Photo by Philip Halling, Wikimedia Commons

Dear West Country Voices,

I remember when we had rights of way. When I was a child there was a right of way pathway between council houses and the fields of a farm at the very edge of a county boundary, marked by a stone right on the edge of our garden and our neighbour’s. Our garden was in one county: the pasture, in another.

Kids tracked it daily, ranging round the meadows, cutting along the hedgerows in search of birds’ eggs, sticks, wildflowers, pond life, froglets, newts and freedom. Before anyone lectures me, post-war Britain was a very different time.

The path led between two houses, round part of the top edge of a cornfield and then down the hedgerow of a pasture, over a stream and up a muddy cow trail, passing a farm and leading to a country road: very much more pleasant than playing in the streets.

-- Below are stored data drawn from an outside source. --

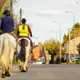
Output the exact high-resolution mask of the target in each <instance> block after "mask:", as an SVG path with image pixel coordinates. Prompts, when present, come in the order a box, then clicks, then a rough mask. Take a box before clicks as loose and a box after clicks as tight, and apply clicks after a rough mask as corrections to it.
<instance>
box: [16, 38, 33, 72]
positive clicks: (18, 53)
mask: <svg viewBox="0 0 80 80" xmlns="http://www.w3.org/2000/svg"><path fill="white" fill-rule="evenodd" d="M17 51H18V56H17V57H18V64H19V69H20V71H21V72H26V71H28V67H29V56H30V53H31V42H30V39H29V38H25V37H22V38H19V39H18V45H17Z"/></svg>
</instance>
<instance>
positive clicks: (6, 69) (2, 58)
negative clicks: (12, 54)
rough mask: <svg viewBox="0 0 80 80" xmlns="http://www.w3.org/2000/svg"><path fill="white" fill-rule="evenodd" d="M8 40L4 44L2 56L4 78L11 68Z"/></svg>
mask: <svg viewBox="0 0 80 80" xmlns="http://www.w3.org/2000/svg"><path fill="white" fill-rule="evenodd" d="M8 45H9V44H8V41H7V39H4V42H3V51H2V55H1V62H2V77H4V76H6V75H5V74H6V70H7V68H8V66H9V47H8Z"/></svg>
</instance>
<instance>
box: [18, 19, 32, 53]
mask: <svg viewBox="0 0 80 80" xmlns="http://www.w3.org/2000/svg"><path fill="white" fill-rule="evenodd" d="M17 34H18V36H19V37H28V38H29V40H30V43H31V52H32V47H33V43H32V40H31V38H30V37H32V31H31V28H30V26H29V25H28V24H26V19H25V18H22V20H21V24H20V25H19V26H18V28H17Z"/></svg>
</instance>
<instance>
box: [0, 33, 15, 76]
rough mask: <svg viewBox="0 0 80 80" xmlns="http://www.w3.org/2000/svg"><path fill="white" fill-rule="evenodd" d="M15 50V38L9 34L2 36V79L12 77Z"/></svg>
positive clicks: (1, 49) (0, 37) (0, 40)
mask: <svg viewBox="0 0 80 80" xmlns="http://www.w3.org/2000/svg"><path fill="white" fill-rule="evenodd" d="M15 48H16V39H15V37H13V36H12V35H11V34H9V33H4V34H2V35H0V65H1V66H2V77H6V76H10V73H11V68H12V61H13V57H14V52H15Z"/></svg>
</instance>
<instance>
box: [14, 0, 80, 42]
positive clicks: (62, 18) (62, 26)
mask: <svg viewBox="0 0 80 80" xmlns="http://www.w3.org/2000/svg"><path fill="white" fill-rule="evenodd" d="M17 1H18V2H17V3H16V4H15V5H14V12H15V14H16V15H19V9H20V8H22V10H23V11H22V13H23V17H25V18H26V19H27V20H28V23H29V24H30V25H31V28H32V32H33V39H34V40H37V41H44V40H47V39H56V40H60V39H61V40H62V39H63V35H64V34H65V33H67V32H68V28H71V27H72V25H73V23H76V22H79V20H80V1H79V0H17Z"/></svg>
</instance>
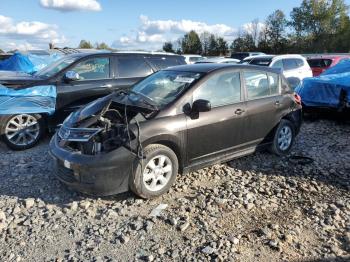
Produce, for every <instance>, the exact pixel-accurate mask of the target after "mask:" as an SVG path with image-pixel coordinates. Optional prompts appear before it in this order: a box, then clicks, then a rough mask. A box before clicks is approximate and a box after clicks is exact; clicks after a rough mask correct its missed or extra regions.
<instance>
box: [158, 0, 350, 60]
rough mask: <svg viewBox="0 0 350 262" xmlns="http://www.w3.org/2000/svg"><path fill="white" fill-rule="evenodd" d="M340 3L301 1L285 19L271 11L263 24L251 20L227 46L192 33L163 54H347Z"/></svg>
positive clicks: (347, 16) (346, 14)
mask: <svg viewBox="0 0 350 262" xmlns="http://www.w3.org/2000/svg"><path fill="white" fill-rule="evenodd" d="M348 10H349V9H348V6H347V5H346V4H345V2H344V0H303V1H302V3H301V5H300V6H298V7H295V8H293V10H292V11H291V13H290V16H289V18H287V16H286V15H285V14H284V12H283V11H281V10H275V11H274V12H273V13H272V14H270V15H269V16H268V17H267V18H266V20H265V21H264V23H263V24H261V23H260V22H259V20H258V19H255V20H254V21H252V22H251V24H250V25H251V26H250V27H249V28H250V29H249V30H245V31H244V30H241V31H240V32H239V33H238V37H237V38H236V39H235V40H234V41H233V42H232V43H231V44H230V45H229V43H228V42H227V41H226V40H225V39H224V38H222V37H218V36H215V35H214V34H210V33H207V32H204V33H202V34H198V33H197V32H195V31H190V32H188V33H186V34H185V35H184V36H183V37H182V38H180V39H179V40H178V41H176V42H174V43H172V42H166V43H164V45H163V50H164V51H166V52H176V53H180V54H201V55H205V56H218V55H226V54H227V53H228V52H229V51H232V52H246V51H261V52H265V53H271V54H282V53H331V52H344V53H347V52H350V41H349V40H350V18H349V15H348Z"/></svg>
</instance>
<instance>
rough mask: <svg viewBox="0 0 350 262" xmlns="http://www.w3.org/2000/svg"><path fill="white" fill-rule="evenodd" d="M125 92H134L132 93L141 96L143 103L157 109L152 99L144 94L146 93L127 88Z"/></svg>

And in the late summer, the excitement of the combine in the vast adjacent cornfield was followed by unknown men who would appear with shotguns broken over their arms awaiting the huddled wildlife in the increasingly-shrinking corn. Then we could play hide and seek in the bales before stubble-burning, which lit up the sky for days.

In my teens, the farmer grubbed up the hedge, ploughed the pasture, turned two big fields into one enormous one, and the right of way slowly disappeared. No longer did we walk through what had become the centre of the cornfield – because you didn’t, you walked round the edge, and this field now had a perimeter so long it would take all morning to cross the hundred or two paces where the hedge had been.

I went back, years later. The ends of the council house gardens were clear, but the cornfield boundary had become one thick, impassable hedge no-one could penetrate.

If I google-earth it today, the pasture has re-emerged: but the hedgerow, no. So the right of way remains inaccessible and lost.

Common land has been disappearing for centuries.

MA

The author asked to remain anonymous.